Which is exactly what happened to New York photo dealer Steven Kasher. The renowned gallery owner was visiting a friend who mentioned that he had something he wanted Kasher to see. You can imagine the excitement when the friend showed him an incredibly rare and well-preserved collection of 1930s socialist banners and placards. Steve decided on the spot that he had to put these pieces on view for the publi. His knowledge on the subject was not deep, but he did have a good clue: the Rebel Art Group.
Through careful research, Kasher and his colleague Cassandra Johnson were able to find tidbits of information on the Rebel Art Group and piece together the story behind this rare collection. It was a history lesson in labor, unions, and the turbulence of Depression-era politics.
Here’s what we know. The banners and placards were printed in the 1930s by a company called Union Poster Service, which was located in a building on 4th Avenue in New York City. In the 1960s, the building was sold. The new owner discovered these banners and placards left behind. Not knowing what to do with them, he put them in a drawer for safekeeping. They have never been shown to the public until now.

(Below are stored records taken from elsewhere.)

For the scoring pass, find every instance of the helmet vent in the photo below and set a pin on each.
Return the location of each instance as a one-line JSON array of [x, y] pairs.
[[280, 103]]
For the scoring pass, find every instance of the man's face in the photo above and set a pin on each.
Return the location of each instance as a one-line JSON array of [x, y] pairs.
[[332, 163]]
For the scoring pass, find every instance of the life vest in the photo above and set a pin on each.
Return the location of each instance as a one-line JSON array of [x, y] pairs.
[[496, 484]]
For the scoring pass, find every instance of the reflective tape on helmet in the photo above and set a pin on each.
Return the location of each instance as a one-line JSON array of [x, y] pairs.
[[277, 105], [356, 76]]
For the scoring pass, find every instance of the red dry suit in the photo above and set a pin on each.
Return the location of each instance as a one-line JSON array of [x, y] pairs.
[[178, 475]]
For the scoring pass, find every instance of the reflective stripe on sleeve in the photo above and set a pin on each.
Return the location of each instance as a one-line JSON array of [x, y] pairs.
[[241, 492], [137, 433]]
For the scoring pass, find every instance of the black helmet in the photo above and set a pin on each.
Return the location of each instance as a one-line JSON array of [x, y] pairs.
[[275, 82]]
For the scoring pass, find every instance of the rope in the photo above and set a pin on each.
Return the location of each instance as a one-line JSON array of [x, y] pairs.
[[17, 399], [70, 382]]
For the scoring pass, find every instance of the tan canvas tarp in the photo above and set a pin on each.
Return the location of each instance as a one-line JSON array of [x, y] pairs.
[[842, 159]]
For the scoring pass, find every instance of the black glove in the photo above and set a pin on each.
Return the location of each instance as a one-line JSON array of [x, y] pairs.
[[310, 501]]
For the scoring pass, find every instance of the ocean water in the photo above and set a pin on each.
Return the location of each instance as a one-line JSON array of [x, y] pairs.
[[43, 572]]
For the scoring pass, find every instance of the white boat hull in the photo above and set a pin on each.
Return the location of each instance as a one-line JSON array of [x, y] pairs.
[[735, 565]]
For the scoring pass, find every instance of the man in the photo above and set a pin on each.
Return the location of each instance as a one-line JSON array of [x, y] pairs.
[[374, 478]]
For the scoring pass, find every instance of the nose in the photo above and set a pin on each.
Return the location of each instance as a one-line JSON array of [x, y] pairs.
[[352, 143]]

The Rebel Art Group was a left-wing artist’s cooperative that included such figures as Harry Herzog, Alex Haberstroch, and Fairfield Porter, who created some of the designs on the posters you see here. Harry Herzog would go on to create posters and murals for the WPA; Fairfield Porter emerged as one of the most important representational painters of the 1960s and ’70s. Alex Haberstroh was a Socialist Party member and close associate of Porter’s.
This extremely rare set of eighteen banners and five placards was created during the years 1936–39 and provides a representative cross-section of works designed by the Rebel Arts Group for use in Depression-era May Day parades and other events. The Greenwich Village group was the party’s strongest base for the development of arts-activism, and took its cue from the already powerful Communist arts-activism model.
Rebel Arts Group was formed in 1934 by a group of students from the Rand School for Social Science, an important institution supported by the Socialist Party, the Workmen’s Circle and various socialist-led unions. Rebel Arts emerged as the Socialist Party’s answer to the Communist’s John Reed Club of New York. Led by writer and Socialist Party officer Samuel H. Friedman (1897–1990), Rebel Arts produced plays, music, and murals exploring the intersection of art and revolutionary ideology. Friedman understood the importance of the arts and culture as a means of promoting the primary objective of their political cause.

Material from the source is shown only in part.